Thanks ladies..i still have not found anything that really works. I did love sonia kashuk timted moisturizer in tan however with the new tubes it is way too light for my complexion. I am goint to Sephora again today and i will try the Nars Barcelona and see how it works. Any MAC products as of late have been a no no for me too orangey


----------



## meker (Jan 13, 2015)

Update..ive been using Nars Sheer Glow in Syracuse for about a month and im def loving this one. Im hoping that during the summer months a darker shade will work for my complexion by Nars. Its doesnt go all orangey red on me like the MAC products. Anyone else have any updated foundation picks?


----------



## ItsAngie03 (Feb 11, 2015)

foundation comparisons 
  Mac - Face and Body C5
  Covergirl outlast 3 - 1: 857 golden tan 
  Revlon whipped - natural tan 
  Nars - syracuse 
  MakeUpForever (MUFE) - 153 golden honey & liiquid lift 14 honey 
  L'oreal true match w6 
  Benefit hello flawless - toasted beige 
  Bobbi brown  long wear even finish foundation -  honey 5
  Mac mineralize moisture - NC42


----------



## Beautyloverxo (Dec 28, 2015)

Have you found any other Dukes? I'm having a hard time finding a drugstore foundation with a yellow undertone some of them may look like they are yellow undertone and they match me but when I look at myself in natural lighting they seem to be pinkish I even stopped applying blush I don't understand why all the foundations I try I like this


----------



## AsiaYoung (Jan 1, 2017)

*Looking for a drug store brand*

Hi, my color in MAC Studio Fix Fluid is NC42 I'm looking to switch to a drug store brand any suggestions on what shade is equal to MAC NC42 in La Girl Pro HD Foundation? Please help! and please don't hesitate to suggestion other drug store brands and color matches to NC42 thx ladies xoxo


----------



## Trigger (Jan 2, 2017)

If you looking for a drug store brand try L'Oréal true match. I for the most part but high end foundation because color selection is slim. But I've tried that brand and it's good. I have very oily skin so you need a powder if you are like me. I think they make a matte formulat now but I have not tried it yet. Also I heard elf foundation in that black little tube is supposed to be really good too. Good luck ??????


----------



## Barbiedoll1988 (Jan 3, 2017)

My favs are revlon color stay in golden caramel and loreal true match in w6. I was just looking for some drugstore matte powders. I am leaning towards the la girl pro powder in buff and the milani even touch powder in natural tan. I have normal to dry skin and I like satin to matte finish foundations.


----------



## Jiatr (Jan 7, 2017)

I am NC42/NW43 - MAC Studio Sculpt
I have very dry skin. 
Bobbi Brown 05 Honey (Intensive skin serum, SPF 40 - Perfect match. Love the sheer dewy, light feel) 

L'Oréal - Infallible - 
Miel Honey (235) - looks good at first but dull and feels very dry after some time.
Amber (300) - Slightly darker, starts looking muddy or very dull after wearing it for a while.
Caramel Beige - Planning to try.

For sheer coverage - 
L'Oréal super bendable - D5W5 Golden Sand
Maybelline Fit me - 310 - Sun Beige (very good match but very drying for my dry skin)
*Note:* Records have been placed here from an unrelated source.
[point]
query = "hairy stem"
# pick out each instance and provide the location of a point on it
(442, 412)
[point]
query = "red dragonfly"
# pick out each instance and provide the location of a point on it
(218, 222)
I am trying to find the right match in Revlon whipped creme. It felt great on my dry skin but 
Natural Tan, recommended for NC42 is not yellow enough and is perhaps too light/wrong for me.

Update:

Bobbi Brown Skin Foundation Stick - 05 Honey (Wee bit darker, but looking great)
The Body Shop -  Nude Foundation -  Sicily Amber 
Inglot creme foundation - 30 
MAC Face and Body - C5


----------



## honeyspice (Feb 1, 2017)

AsiaYoung said:


> Hi, my color in MAC Studio Fix Fluid is NC42 I'm looking to switch to a drug store brand any suggestions on what shade is equal to MAC NC42 in La Girl Pro HD Foundation? Please help! and please don't hesitate to suggestion other drug store brands and color matches to NC42 thx ladies xoxo



I'm an NC42 and the LA Girl Pro Foundation in Warm Beige is the equivalent. 

Other NC42 drugstore foundations:

Loreal Infallible Pro Matte -108 Caramel Beige
Milani 2 in 1 Foundation -06 Sand Beige 
LA Girl BB Cream- medium


----------



## May0117 (Feb 11, 2017)

I'm a Mac NC42

Loreal True Match W7 caramel beige. 

Smashbox Hydrating foundation 3.2.

Kat Von D Medium 58 warm.

Milani 2 in 1 foundation 07 Sand or the color Tan when I'm a bit more tan.

Wet N Wild photofocus in Warm Beige or Caramel when I'm a bit more tan. 

LaGirl Warm Beige 

Nars sheer Glow Foundation Syracuse 

Tarte hybrid foundation Medium- Tan honey


----------